Il Giardino dei Sensi è il tema della quinta edizione di Primavera Mediterranea, che colorerà di verde Bari dal 12 al 15 maggio 2016. Vivaisti, architetti, artisti e studiosi saranno impegnati in un’azione di trasformazione e rilettura degli spazi urbani in chiave “green”. La manifestazione è ormai una delle eccellenze del territorio pugliese, oltre a regalare alla città una sostenibilità concreta, ha portato alcuni dei migliori protagonisti del paesaggio e dell’architettura internazionale come Lucien Kroll, Marcel Kalberer, Thilo Folkners, lo studio olandese MVDRV e l’inventore della green guerrillas Richard Reynolds.

Il progetto, come ogni anno, offrirà ai cittadini una versione insolita, inedita ma quanto mai ideale degli spazi urbani: le strade divengono giardini, vere e proprie installazioni artistiche a tema curate da vivaisti e architetti, ove intrattenersi liberamente godendo dell’impatto benefico del bello e del verde; giardini che a loro volta diventano spazi aperti all’espressività, alla creatività, alla cultura grazie ad un programma di eventi, convegni e workshop tematici.

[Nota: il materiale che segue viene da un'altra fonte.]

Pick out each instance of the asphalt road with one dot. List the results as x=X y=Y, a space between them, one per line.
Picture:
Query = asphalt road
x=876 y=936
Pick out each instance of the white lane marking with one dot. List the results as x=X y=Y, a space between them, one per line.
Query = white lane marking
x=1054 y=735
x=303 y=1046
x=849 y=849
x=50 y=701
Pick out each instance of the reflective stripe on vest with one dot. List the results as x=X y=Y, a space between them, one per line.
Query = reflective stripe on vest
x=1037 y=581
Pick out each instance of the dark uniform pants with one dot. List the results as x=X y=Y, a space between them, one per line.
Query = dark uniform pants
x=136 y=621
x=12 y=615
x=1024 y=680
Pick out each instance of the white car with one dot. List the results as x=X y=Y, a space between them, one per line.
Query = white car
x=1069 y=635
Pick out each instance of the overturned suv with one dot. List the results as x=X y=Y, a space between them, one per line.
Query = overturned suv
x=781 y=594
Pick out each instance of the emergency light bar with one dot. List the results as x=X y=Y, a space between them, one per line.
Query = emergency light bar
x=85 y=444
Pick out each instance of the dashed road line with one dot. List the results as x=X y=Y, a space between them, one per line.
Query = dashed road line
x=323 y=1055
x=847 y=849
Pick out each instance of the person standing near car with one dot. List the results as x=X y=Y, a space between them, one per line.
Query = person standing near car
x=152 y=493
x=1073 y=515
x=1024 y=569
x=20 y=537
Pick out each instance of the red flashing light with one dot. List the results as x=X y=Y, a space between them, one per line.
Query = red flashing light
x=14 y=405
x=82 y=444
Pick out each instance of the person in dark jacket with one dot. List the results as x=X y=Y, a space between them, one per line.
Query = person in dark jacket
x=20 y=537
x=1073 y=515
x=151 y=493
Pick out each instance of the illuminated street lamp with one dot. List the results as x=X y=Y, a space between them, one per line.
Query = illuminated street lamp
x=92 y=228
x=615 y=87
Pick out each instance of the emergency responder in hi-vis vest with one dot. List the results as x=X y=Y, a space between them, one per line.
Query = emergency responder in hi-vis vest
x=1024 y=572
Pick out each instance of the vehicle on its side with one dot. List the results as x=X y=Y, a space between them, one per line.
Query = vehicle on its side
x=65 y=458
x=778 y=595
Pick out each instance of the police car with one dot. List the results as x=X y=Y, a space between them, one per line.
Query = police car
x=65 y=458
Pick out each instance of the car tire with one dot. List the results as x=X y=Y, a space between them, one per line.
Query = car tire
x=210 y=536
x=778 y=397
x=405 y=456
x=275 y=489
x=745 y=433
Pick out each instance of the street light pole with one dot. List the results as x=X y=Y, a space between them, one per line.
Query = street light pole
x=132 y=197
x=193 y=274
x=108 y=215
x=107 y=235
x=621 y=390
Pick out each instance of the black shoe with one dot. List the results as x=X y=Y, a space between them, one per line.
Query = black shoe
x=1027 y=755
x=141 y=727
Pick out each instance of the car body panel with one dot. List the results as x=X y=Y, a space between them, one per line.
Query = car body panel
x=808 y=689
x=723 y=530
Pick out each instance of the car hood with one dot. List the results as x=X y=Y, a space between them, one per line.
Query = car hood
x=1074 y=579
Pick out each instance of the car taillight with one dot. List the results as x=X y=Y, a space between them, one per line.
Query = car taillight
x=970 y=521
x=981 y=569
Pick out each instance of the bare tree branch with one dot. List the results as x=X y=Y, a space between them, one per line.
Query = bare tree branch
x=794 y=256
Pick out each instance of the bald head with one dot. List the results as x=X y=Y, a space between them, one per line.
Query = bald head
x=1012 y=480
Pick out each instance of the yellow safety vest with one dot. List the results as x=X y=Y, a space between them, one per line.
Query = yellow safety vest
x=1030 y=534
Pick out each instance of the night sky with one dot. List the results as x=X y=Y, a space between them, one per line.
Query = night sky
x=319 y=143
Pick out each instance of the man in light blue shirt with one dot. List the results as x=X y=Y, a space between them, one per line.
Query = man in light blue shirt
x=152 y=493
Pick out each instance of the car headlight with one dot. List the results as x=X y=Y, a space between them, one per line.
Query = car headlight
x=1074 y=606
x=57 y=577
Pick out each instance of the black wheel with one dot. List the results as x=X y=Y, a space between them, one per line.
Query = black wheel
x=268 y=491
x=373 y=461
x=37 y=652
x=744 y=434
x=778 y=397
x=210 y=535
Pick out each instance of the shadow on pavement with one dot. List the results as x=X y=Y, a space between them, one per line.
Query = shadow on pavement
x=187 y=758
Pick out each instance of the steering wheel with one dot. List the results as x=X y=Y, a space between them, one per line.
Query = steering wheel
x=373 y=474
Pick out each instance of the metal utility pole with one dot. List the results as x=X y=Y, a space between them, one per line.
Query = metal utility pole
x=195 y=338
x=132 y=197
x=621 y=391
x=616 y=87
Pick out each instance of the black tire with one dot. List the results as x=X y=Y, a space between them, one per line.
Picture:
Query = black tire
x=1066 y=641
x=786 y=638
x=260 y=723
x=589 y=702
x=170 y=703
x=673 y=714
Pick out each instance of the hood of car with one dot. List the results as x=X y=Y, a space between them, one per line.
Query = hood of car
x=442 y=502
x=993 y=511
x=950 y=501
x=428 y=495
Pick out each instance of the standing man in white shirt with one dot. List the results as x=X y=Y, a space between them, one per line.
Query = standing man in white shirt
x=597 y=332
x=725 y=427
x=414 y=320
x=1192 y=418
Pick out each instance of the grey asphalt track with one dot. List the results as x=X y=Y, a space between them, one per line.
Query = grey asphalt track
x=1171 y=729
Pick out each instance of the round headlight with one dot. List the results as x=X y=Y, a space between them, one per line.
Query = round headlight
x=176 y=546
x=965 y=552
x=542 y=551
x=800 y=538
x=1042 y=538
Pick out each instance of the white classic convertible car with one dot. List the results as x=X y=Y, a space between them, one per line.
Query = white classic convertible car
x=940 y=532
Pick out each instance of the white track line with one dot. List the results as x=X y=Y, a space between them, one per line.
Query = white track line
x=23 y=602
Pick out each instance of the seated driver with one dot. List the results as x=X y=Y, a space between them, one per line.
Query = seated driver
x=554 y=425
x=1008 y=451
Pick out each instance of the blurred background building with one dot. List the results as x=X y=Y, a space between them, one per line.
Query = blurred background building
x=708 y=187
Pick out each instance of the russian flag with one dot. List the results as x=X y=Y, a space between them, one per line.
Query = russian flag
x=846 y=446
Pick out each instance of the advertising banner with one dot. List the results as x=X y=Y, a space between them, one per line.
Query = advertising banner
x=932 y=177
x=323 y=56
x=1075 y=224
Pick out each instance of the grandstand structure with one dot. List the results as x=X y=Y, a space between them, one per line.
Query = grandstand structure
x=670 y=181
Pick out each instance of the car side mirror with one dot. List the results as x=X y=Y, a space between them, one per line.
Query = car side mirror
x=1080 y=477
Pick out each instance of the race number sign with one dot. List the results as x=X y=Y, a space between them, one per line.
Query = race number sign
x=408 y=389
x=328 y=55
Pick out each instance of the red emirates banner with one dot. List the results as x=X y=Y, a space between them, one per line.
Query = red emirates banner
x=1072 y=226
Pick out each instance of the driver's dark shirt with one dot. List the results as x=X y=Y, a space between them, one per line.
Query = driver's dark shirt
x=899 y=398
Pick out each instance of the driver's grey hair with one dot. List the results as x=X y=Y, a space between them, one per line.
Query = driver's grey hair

Primavera Mediterranea “Il Giardino dei Sensi, nella sua quinta edizione, omaggia la città con quattro giornate in cui vedere, sentire, toccare, ascoltare, assaporare la possibilità di restituire agli spazi urbani quella dimensione di vivibilità e umanità perdute fra smog, cemento e alienazione, grazie ad azioni di abbellimento sostanziale fondate sul rapporto con la natura, il rispetto dell’ambiente, l’impiego di creatività e valide professionalità , sia tangibilmente sperimentabile, concretamente realizzabile, veramente possibile.

12,13,14,15 maggio 2016
PRIMAVERA MEDITERRANEA - Il Giardino dei Sensi
Ideazione e coordinamento regionale: Filomena Rossiello, Stella Spinelli, PromoVerde Puglia
Con il patrocinio di: Regione Puglia, Comune di Bari, Univ. di Bari Aldo Moro - Dipartimento di Scienze Agro-Ambientali e Territoriali, OAPPC della Provincia di Bari,   Inarch Puglia. Ordine dei dott. Agronomi e dei dott. Forestali della provincia di Bari.
Con il sostegno di : FederUnacoma - ANCE Puglia
Media Partner: Nemeton High Green Tech Magazine, Verdeepaesaggio.it
Info: promoverdepuglia.eventi@gmail.com



EVENTI

Creazioni estemporanee di giardini tema
Come ogni anno, perno fondamentale dell’evento sono le creazioni estemporanee di giardini a tema in Via Argiro a cura di vivaisti e architetti sensibili e perfettamente aderenti alla missione e allo spirito di Primavera Mediterranea. Gli stessi offrono alla città, a titolo gratuito, le proprie opere verdi per realizzare una esposizione a cielo aperto permanente nell’arco della quattro giorni dedicata all’evento.
I vivaisti sostenitori dell’iniziativa, per l’edizione 2016, sono: Vivaio Campanale, Antichi Vivai Aversa, I Giardini di G. Birardi, Vivai Lapietra di G. Lapietra, Esecuzione verde di A. Lavermicocca, Oasi Verde srl, Lavermicocca Gardening & Design, Azienda Agricola Vivaistica Pichichero Pasquale, Vivaio Garden D'Ambrosio,

Eventi ludici e culturali
Per vedere, sentire, toccare, ascoltare, assaporare Il Giardino dei Sensi, la quattro giorni ospita in via Argiro eventi ludici e culturali per adulti e bambini, dedicati a diffondere la cultura del rispetto dell’ambiente.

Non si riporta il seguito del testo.